3.5. Opmerking verdient dat op grond van artikel 20, aanhef en letter b, van de Uitvoeringsregeling afdrachtvermindering (tekst 1997) een schip voor het verrichten van die werkzaamheden wordt gebezigd indien (voorzover hier van belang) uit de beschrijving van het zeeschip in de zeebrief blijkt dat het schip is bestemd voor sleep- en hulpverleningswerkzaamheden op zee. Over de beschrijving van het schip in de zeebrief heeft het Hof evenwel niets vastgesteld, nu zijn oordeel (in onderdeel 7.2) dat het schip voldoet aan de gestelde eis met betrekking tot de zeebrief kennelijk alleen betrekking heeft op de eis (in artikel 1, lid 1, letter f, WVA) dat het schip is voorzien van een geldige zeebrief. Na verwijzing komt die beschrijving derhalve alsnog aan de orde.
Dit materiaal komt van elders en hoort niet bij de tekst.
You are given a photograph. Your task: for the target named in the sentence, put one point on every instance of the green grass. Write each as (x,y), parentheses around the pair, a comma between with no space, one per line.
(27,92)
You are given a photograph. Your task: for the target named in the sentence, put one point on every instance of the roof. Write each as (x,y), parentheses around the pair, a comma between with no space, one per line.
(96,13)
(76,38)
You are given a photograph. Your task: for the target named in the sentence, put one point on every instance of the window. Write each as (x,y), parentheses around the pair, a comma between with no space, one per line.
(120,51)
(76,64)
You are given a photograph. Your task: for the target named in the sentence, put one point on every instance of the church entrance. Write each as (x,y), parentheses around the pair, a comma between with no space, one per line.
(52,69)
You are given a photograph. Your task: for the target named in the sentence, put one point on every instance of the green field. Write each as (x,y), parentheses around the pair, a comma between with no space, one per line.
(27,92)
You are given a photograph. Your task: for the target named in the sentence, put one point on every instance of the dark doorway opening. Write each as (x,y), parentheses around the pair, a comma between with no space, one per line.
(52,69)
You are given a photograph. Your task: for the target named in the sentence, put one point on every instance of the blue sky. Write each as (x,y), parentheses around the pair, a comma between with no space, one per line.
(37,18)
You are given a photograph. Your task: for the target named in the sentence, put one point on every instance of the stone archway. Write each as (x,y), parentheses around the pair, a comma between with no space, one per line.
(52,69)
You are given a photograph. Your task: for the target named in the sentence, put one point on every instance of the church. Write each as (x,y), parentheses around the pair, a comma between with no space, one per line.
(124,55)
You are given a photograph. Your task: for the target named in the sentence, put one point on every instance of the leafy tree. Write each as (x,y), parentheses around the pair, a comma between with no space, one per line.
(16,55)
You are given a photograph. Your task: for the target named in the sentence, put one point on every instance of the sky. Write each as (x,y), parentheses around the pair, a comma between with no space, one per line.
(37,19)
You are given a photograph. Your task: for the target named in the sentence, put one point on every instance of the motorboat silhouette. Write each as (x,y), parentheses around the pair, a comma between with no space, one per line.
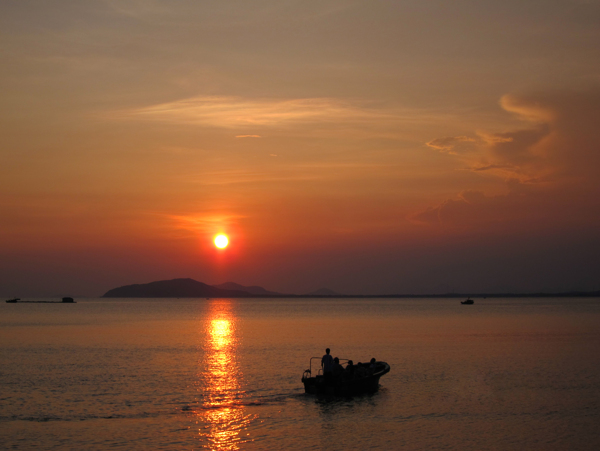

3.6. Voor het geval het verwijzingshof toekomt aan het subsidiaire geschilpunt, merkt de Hoge Raad nog op (1) dat als gevolg van een kennelijke misstelling in de slotzin van 's Hofs onderdeel 4.4 de woorden "volgens de Inspecteur niet" zijn weggevallen , en (2) dat 's Hofs onderdeel 7.3 zijn beslissing niet draagt, zodat het verwijzingshof niet is gebonden aan hetgeen aldaar is overwogen.
4. Proceskosten
De Hoge Raad acht geen termen aanwezig voor een veroordeling in de proceskosten. Door het verwijzingshof zal worden beoordeeld of aan belanghebbende voor de kosten van het geding voor het Hof een vergoeding dient te worden toegekend.
5. Beslissing
De Hoge Raad:
verklaart het beroep gegrond,
vernietigt de uitspraak van het Hof, behoudens de beslissing omtrent het griffierecht, en
verwijst het geding naar het Gerechtshof te Amsterdam ter verdere behandeling en beslissing van de zaak met inachtneming van dit arrest.
Dit arrest is gewezen door de vice-president A.G. Pos als voorzitter, en de raadsheren L. Monné, A.R. Leemreis, C.J.J. van Maanen en C.A. Streefkerk in tegenwoordigheid van de waarnemend griffier A.I. Boussak-Leeksma, en in het openbaar uitgesproken op 30 september 2005.